Convencido de que a vitória será sua, Rui Rio criticou Costa por ter feito uma campanha baseada em “mentiras”, sem conteúdo, dando continuidade a uma série de promessas que não conseguiu cumprir até aqui, como o acesso universal a médicos de família. E que foi “preciso descaramento para dizer que o PSD está refém da extrema direita, quando foi o PS que andou a fazer acordos com o Chega em autarquias como a do Entroncamento e da Moita”. “Nós não abrimos a porta aos extremos”, declarou, quando ao fundo ecoavam os bombos da campanha do Chega, que partiu do Chiado, uma hora depois dos sociais democratas, e chegou à Rua Augusta já estava Rui Rio a discursar.
“O PS optou por mentir para incutir o medo.
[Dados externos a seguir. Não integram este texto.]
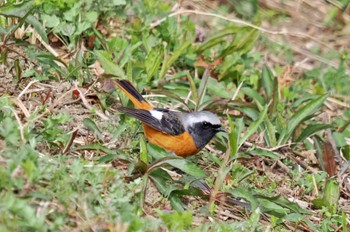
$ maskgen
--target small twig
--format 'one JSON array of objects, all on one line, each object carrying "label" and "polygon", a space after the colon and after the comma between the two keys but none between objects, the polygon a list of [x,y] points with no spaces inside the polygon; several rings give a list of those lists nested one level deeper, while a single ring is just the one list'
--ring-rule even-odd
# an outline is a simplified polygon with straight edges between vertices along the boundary
[{"label": "small twig", "polygon": [[250,142],[244,142],[244,145],[248,146],[248,147],[256,147],[256,148],[259,148],[261,150],[265,150],[265,151],[277,151],[281,148],[284,148],[284,147],[289,147],[290,145],[292,145],[293,143],[288,143],[288,144],[282,144],[282,145],[279,145],[279,146],[276,146],[276,147],[270,147],[270,148],[266,148],[266,147],[260,147],[258,145],[255,145],[253,143],[250,143]]},{"label": "small twig", "polygon": [[75,89],[79,92],[79,97],[81,99],[81,101],[83,102],[84,106],[88,109],[88,110],[93,110],[95,111],[96,115],[99,116],[100,118],[104,119],[104,120],[109,120],[109,117],[107,117],[104,113],[100,112],[99,110],[93,108],[89,102],[86,100],[85,95],[83,94],[83,92],[81,92],[81,90],[78,88],[78,86],[75,86]]},{"label": "small twig", "polygon": [[[239,91],[241,90],[241,88],[242,88],[242,86],[243,86],[243,83],[244,83],[244,81],[242,81],[242,82],[238,85],[237,89],[236,89],[235,92],[233,93],[233,96],[232,96],[232,98],[231,98],[231,101],[234,101],[234,100],[236,99],[236,97],[237,97]],[[225,114],[227,114],[228,111],[229,111],[229,109],[227,108],[227,109],[225,110]]]},{"label": "small twig", "polygon": [[26,91],[29,89],[30,86],[32,86],[34,83],[38,82],[38,80],[34,80],[28,83],[28,85],[22,90],[22,92],[18,95],[17,99],[20,100],[21,97],[26,93]]},{"label": "small twig", "polygon": [[17,120],[17,123],[18,123],[18,129],[19,129],[19,133],[20,133],[20,135],[21,135],[22,143],[25,143],[26,140],[25,140],[25,138],[24,138],[24,132],[23,132],[24,129],[23,129],[23,125],[22,125],[22,122],[21,122],[21,120],[19,119],[19,117],[18,117],[16,111],[15,111],[14,109],[12,109],[11,107],[9,107],[9,106],[4,106],[3,108],[9,109],[9,110],[12,111],[12,113],[13,113],[13,115],[15,116],[15,118],[16,118],[16,120]]}]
Merecem perder, quando é assim que procuram fazer uma campanha eleitoral”, continuou o presidente do PSD, secundado pela multidão a perder de vista que encheu a Rua Augusta e que repetia “o povo não esquece que a culpa é do PS”. Já antes, o presidente da Câmara Municipal de Lisboa, Carlos Moedas, tinha deixado um ultimato aos socialista, os “donos disto tudo”, que, acredita, vão perder já no próximo domingo. “O que sentimos na rua é inquestionável”, disse, lembrando que “há quatro meses e quatro dias estávamos aqui a descer o Chiado, quando ninguém acreditava. Foi aqui que começámos os Novos Tempos [o lema da sua campanha]. Foi aqui que sentimos que íamos ganhar. E foi, por isso, que ganhámos. Hoje voltámos a sentir esse sabor da vitória. As pessoas estão cansadas daqueles que pensam que são os donos disto tudo. Não são e nós vamos tirá-los de lá. O país quer Rui Rio à frente do Governo”.
Só cabeça de lista por Lisboa, o médico e deputado Ricardo Batista Leite, foi mais comedido, tendo admitido que “isto está taco a taco”, com o PS, apelando de seguida ao voto para que possam concluir “a mudança”. Quando Rui Rio já dá essa mudança por certo. Se a festa foi ou não precipitada só o saberemos no próximo domingo.